Online marketplace safety warning for those buying clippers to cut hair at home
Consumers looking to buy clippers to cut their hair at home during lockdown have been warned about the dangers of dodgy goods sold by third parties through online marketplaces.
Electrical Safety First visually assessed the listings of 15 electrical items on Amazon Marketplace, eBay and Wish.com as part of a snapshot investigation.
Mains powered hair clippers and electric nail files were found to be frequently advertised without UK plugs, instead being sold with dangerously poor quality travel adaptors for permanent use, which risk severe electric shock or fire, the charity said.
They also uncovered home hair removal kits being sold with plugs that are illegal for sale in the UK, using smaller sized plugs that could potentially expose a person to contact with the mains power supply when plugging the product in.
According to a survey of 2009 people, almost 40% revealed they have already purchased, or are considering purchasing, an electrical beauty item such as hair clippers or hair remover kits from an online marketplace while salons are closed.

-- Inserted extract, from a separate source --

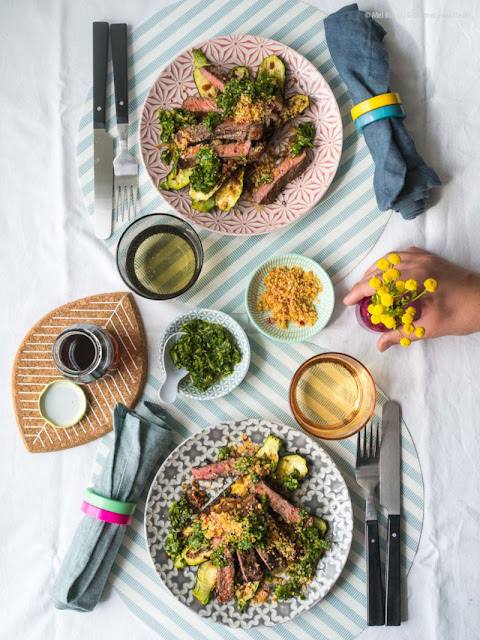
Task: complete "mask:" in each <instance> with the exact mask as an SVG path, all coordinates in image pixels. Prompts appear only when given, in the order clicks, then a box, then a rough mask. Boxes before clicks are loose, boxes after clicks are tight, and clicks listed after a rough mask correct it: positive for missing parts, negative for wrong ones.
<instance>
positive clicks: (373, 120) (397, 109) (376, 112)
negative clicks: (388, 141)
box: [355, 104, 406, 131]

Electrical Safety First is renewing calls for the Government to regulate online marketplaces.
“At a time where we’re all expected to spend longer indoors it is more important than ever the products coming into our homes are safe,” said Martyn Allen, technical director for the charity.
“What we have found is an example of third party sellers putting consumers at risk through products that are of particular interest at this time.
“We would urge consumers to only buy electrical items from reputable retailers and for the Government to give serious thought to better regulating online marketplaces.”
Auction site eBay removed the items once they were reported, saying its filters automatically blocked four million listings from entering the marketplace on product safety grounds between March 2019 and March 2020.
“The safety of eBay users is our priority and we work with organisations around the world including the EU market surveillance authorities and Trading Standards,” a spokesman said.
“If any of these authorities informs us that a product is dangerous, we ban it on all our marketplaces globally and inform and educate sellers on the ban.”
Amazon responded: “We require all products offered in our store to comply with applicable laws and regulations and have developed industry-leading tools to prevent unsafe or non-compliant products from being listed in our stores.”
Wish.com said all merchants on its site are “required to adhere to local laws and safety standards wherever their goods are sold”.
“In the rare instance where a product falls below those standards and sufficient evidence is provided, we take the appropriate action to remove the items as swiftly as possible,” a spokesman commented.
“In some cases, we also apply sanctions to merchants who have intentionally circumvented our policies and safety standards.”